Ich würde sagen, dass ich seit einer Woche nur weine, aber dafür reichen meine Tränen nicht. Seitdem wir davon gehört haben, müssen wir nun auch hier in Angst und Verzweiflung leben. Unsere Sorge ist groß, dass wir nun auch im neu errichteten Camp „Moria 2.0“ untergebracht werden. Niemand sollte in diesem Gefängnis leben müssen und umso gefährlicher ist es dort für die Leute aus „PIKPA“, die eigentlich besonders schutzbedürftig sind.
REVO: Nachdem das ursprüngliche Massencamp „Moria“ im September dieses Jahres abgebrannt ist, haben die griechischen Behörden mit Hilfe der EU ein neues Camp („Moria 2.0“) auf einem ehemaligen Schießübungsplatz des Militärs errichtet. Über 10 000 Menschen wurden bereits dort untergebracht. Was weißt du über die Situation dort?
Im Gegensatz zum abgebrannten „Moria-Camp“ wurde das provisorische Zeltlager als eine geschlossene Einrichtung gebaut. Die Bewohner dürfen es nur mit schriftlicher Ausgangserlaubnis verlassen. Ihre Situation hat sich deshalb sogar noch verschlimmert. Die ärztliche Versorgung wurde bis auf ein Team, das für Corona-Tests zuständig ist, quasi eingestellt. Es herrscht ein großes Chaos und die griechische Polizei agiert sehr respektlos gegenüber den Bewohnern. Freunde von mir, die nun dort wohnen müssen, durften sich noch kein einziges Mal duschen. Hinzu kommt, dass es auch sehr wenige Toiletten gibt, was angesichts der Pandemie-Gefahr ein besonders großes Problem darstellt. Mittlerweile gibt es mehrere hundert Infizierte im neuen Camp.

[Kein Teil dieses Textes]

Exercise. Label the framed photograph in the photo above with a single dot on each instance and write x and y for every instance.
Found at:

REVO: Obwohl die EU und die griechische Regierung den Geflüchteten auf Lesbos nach dem Brand in „Moria“ versprochen haben, die Situation zu verbessern, haben sich eure Lebensbedingungen tatsächlich verschlechtert. Was würdest du den EU-Politiker_innen gerne sagen?
Ich würde mir wünschen, dass diese Leute mal einen einzigen Tag in „Moria 2.0“ verbringen. Vielleicht würde das ihre Meinung ändern. Die ganze Insel Lesbos ist für uns ein Gefängnis. Doch wir haben nichts verbrochen. Niemand hat es deshalb verdient, hier eingesperrt zu werden. Wir haben ein Recht auf Bildung, Arbeit, Sicherheit und ein Dach über dem Kopf. Für alle Geflüchteten auf den griechischen Inseln sollte es die Möglichkeit geben, sicher auf das Festland weiterreisen zu können!